Sotomayer clearly regretted that the majority did not take the opportunity to make a more definitive ruling on privacy and Fourth Amendment rights, Rasch said. In her opinion she raised the complex issue of law enforcement agencies increasingly using private firms to aid in surveillance and evidence gathering. Rules governing evidence originally obtained by third parties are unclear, but generally offer fewer rights that rules governing law enforcement investigative techniques.
"This approach is ill suited to the digital age, in which people reveal a great deal of information about themselves to third parties in the course of carrying out mundane tasks," Sotomayer wrote. "People disclose the phone numbers that they dial or text to their cellular providers; the URLs that they visit and the e-mail addresses with which they correspond to their Internet service providers; and the books, groceries, and medications they purchase to online retailers. … I for one doubt that people would accept without complaint the warrantless disclosure to the government of a list of every website they had visited in the last week, or month, or year."
Justice Samuel Alito also seemed frustrated by the court's failure to take on the deeper issues raised in the GPS tracking case.
"(This opinion) largely disregards what is really important (the use of a GPS for the purpose of long-term tracking) and instead attaches great significance to something that most would view as relatively minor -- attaching to the bottom of a car a small, light object that does not interfere in any way with the car’s operation,” he wrote in a concurring opinion. "By contrast, if long-term monitoring can be accomplished without committing a technical trespass — suppose, for example, that the federal government required or persuaded auto manufacturers to include a GPS tracking device in every car — the court’s theory would provide no protection."
The Justice Department had asked for even more sweeping evidence-gathering rights. It argued that placement of the GPS device on the suspect's car was akin to other forms of electronic evidence-gathering that the court has already allowed. The most analogous situation, the Justice Department argued, was placing a homing beacon, or "beeper," in a device that is given to a suspect – for example, in the case cited by Justice, when illicit chemicals with a beeper attached were sold by a cooperating witness to a suspect.
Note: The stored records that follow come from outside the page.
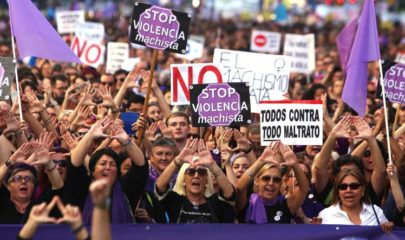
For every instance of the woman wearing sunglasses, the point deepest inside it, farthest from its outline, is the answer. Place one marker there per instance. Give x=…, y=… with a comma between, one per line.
x=350, y=205
x=192, y=199
x=266, y=205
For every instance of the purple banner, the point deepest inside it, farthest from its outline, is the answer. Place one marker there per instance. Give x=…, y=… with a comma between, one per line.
x=159, y=28
x=219, y=231
x=394, y=81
But such beepers are placed into property with the permission of a third party and then accepted voluntarily by a suspect. That differs greatly from law enforcement attaching a gadget to a suspect's car, the court found. That makes the act less like surveillance and more akin to a search, affording it Fourth Amendment requirements.
"The government physically occupied private property for the purpose of obtaining information," Justice Antonin Scalia wrote. "We have no doubt that such a physical intrusion would have been considered a 'search' within the meaning of the Fourth Amendment when it was adopted."
Scalia was comfortable stopping there.
"It may be that achieving the same result through electronic means, without an accompanying trespass, is an unconstitutional invasion of privacy, but the present case does not require us to answer that question," he wrote, in a direct answer to Sotomayer's complaint. "There is no reason for rushing forward to resolve them here."
Rasch found deep faults in Scalia's logic. Police "attach" things to citizens' automobiles all the time. Parking tickets, for example, or chalk marks as a reminder to meter maids that cars may have exceeded hourly requirements. The act of installing something on a car is not itself trespassing, he argued – it’s the act of using such a device to track a citizens' movement over time without a warrant that raises constitutional issues.
"'Hands off my car,' is the best way I can put this ruling," he said, adding that he thought the court had failed by issuing such a narrow ruling.
"They've avoided the issue. They were asked to address the Fourth Amendment issues, and they decided a trespassing case," he said. "You don't need the Supreme Court for that."